Canada made it 2-0 at 7:36 when Tyson Barrie spotted Tyler Ennis in front, and Ennis converted the close-in chance. Two and a half minutes later, Burns made a sensational play, taking a slap-pass beautifully redirected in front by O’Reilly.

Seguin capped off an intimidating period by blasting a slapshot from the top of the circle on the power play for his first of the night. Shots were 20-3 and were clear indication of the one-sided play.

Canada tacked on two more in the second, but Belarus did create a few good chances of its own. Seguin scored his second after several minutes of dominant play in and around the Belarus goal, wiring a shot past a beleaguered and frustrated Lalande at 3:23.

The Canadians also incurred their first penalty of the game in the second, ending a streak of 88:33 without a single trip to the penalty box.

Burns got his second of the night off another point blast, this time on a power play. But on another man advantage a Crosby pass ended in centre ice and Yevgeni Kovyrshin scooped it up to create a to-on-one with Alexander Kulakov. Kulakov got the pass but Smith made a fine save off the clear break.

Seguin added his third goal in the third along with Ryan O'Reilly with his second. Spezza potted the ninth of the night at 15:19.

Smith made his best save midway through with a sensational right pad save off a back-door chance by Sergei Drozd, who shook his head in disbelief as he skated to the bench.

Interestingly, Seguin scored his first regular-season NHL goal in this arena, on October 10, 2010, in a 3-0 win over Phoenix. And now today.

"I don’t know!

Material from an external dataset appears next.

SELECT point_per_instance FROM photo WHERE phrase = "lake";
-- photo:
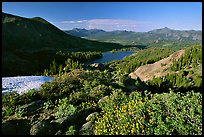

Someone’s blessing me here in this arena," he responded. "I think for me personally, I started off the tournament not getting bounces. I’m obviously more happy when they go in. We’re not the team that started out back in Vienna and Austria some 20 days ago. We’ve gotten better every day. We’ve grown as a team. We’ve come together, and we’re going to try to continue doing that."